Kutuplaşmak

  • 24.01.2016 00:00

 Etrafınızda; “Kürt, Ermeni, Alevi, Sünni diye insanları ayrıştırmak ve böyle şeyler  yoktu; bunlar geldi milleti böldü” türünden ifadeleri, sizler de duyuyor olmalısınız. Bazen bir arkadaş toplantısında veya ortak bir mekânda bu cümleleri eğitimli kesimden duymuş olmanın şaşkınlığını da yaşıyorsunuzdur şüphesiz.
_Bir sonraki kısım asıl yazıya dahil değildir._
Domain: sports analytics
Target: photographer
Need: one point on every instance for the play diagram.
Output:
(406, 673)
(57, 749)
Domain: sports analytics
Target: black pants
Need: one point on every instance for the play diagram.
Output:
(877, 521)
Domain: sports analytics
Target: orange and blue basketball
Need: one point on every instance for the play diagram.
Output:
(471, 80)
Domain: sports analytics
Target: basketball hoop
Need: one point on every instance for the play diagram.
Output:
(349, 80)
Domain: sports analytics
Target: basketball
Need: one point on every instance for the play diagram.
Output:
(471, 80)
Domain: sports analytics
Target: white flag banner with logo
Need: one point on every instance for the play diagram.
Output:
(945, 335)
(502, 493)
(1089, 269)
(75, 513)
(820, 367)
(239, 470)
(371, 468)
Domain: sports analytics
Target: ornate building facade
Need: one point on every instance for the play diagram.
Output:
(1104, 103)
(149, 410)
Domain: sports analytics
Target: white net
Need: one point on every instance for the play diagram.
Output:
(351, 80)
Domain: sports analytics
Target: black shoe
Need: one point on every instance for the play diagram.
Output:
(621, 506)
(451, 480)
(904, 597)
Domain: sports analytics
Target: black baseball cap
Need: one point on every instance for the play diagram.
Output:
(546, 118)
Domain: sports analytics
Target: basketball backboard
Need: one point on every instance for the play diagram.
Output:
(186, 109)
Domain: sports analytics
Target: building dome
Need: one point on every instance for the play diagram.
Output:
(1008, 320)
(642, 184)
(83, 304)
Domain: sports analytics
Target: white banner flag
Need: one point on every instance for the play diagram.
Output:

Antalya’da müşahid olarak bulunduğum bir seçim gününde, CHP’li sandık görevlisi,“Eskiden başörtüsü sorunu var mıydı; bizim analarımız, ninelerimiz, bağ-bahçede yazmalarını takıyordu, kim karışıyordu?!” diye sormuştu. Dayanamayıp“Kızları veya torunları, okumak isteyince sorun çıkmış olabilir” diye cevap verdiğimde; suratını asıp, “Sizin gibi bir cumhuriyet kadınına yakıştıramadım!” demişti. Hemen de, ikna olmuştum!

Anlaşılmayan şu ki; yok sayılmış hak ve kimliklerin dile getirilmesi ayrımcılık ya da insanları bölmek değildir. Rahatsızlık, yüzleşme korkusundan kaynaklanmakta. “Eskiden bunlar yoktu” demenin izahı, taleplerin dile gelmemesi ve susarak yokmuş gibi davranmanın nedeni ise, Kemalist rejimin hükümranlığı içindi. Halının altına süpürülen kirler misali, zahiri görüntüden rahatsız olunmuyordu. Ancak; artık ne mazlumların tâkatı kalmıştı ne de iletişim çağının dayattığı yeni konjönktürel dönem izin veriyordu, eski günlere. Yani sorunların en çok konuşulduğu, taleplerin en çok dile getirilebildiği bir dönemdeydik. Artık, demokrasi ve özgürlüklerden yana olanların tercihi de bunu doğru okuyanlar olacaktı.

Kim ne derse desin, bu değişimin on yıldan fazladır taşıyıcısı, hiç beklenmeyen çevreden, İslamcı-Mili Görüşçülerden, yani dışlanan, ötekileştirilen bir diğer kesimden geliyordu. Birikmiş, 100 yılı aşkın sorunlar, onca  yılık zihin kodlarıyla mücadele ve aslında yerine yenisini koyacak somut-net bir modelin olmayışıyla ve el yordamıyla ilerlemek hiç kolay değildi. Hep bir kesimin iddia ettiği gibi bir gizli ajandaları yoktu. Şeriat beklentisi gerçek dışıydı.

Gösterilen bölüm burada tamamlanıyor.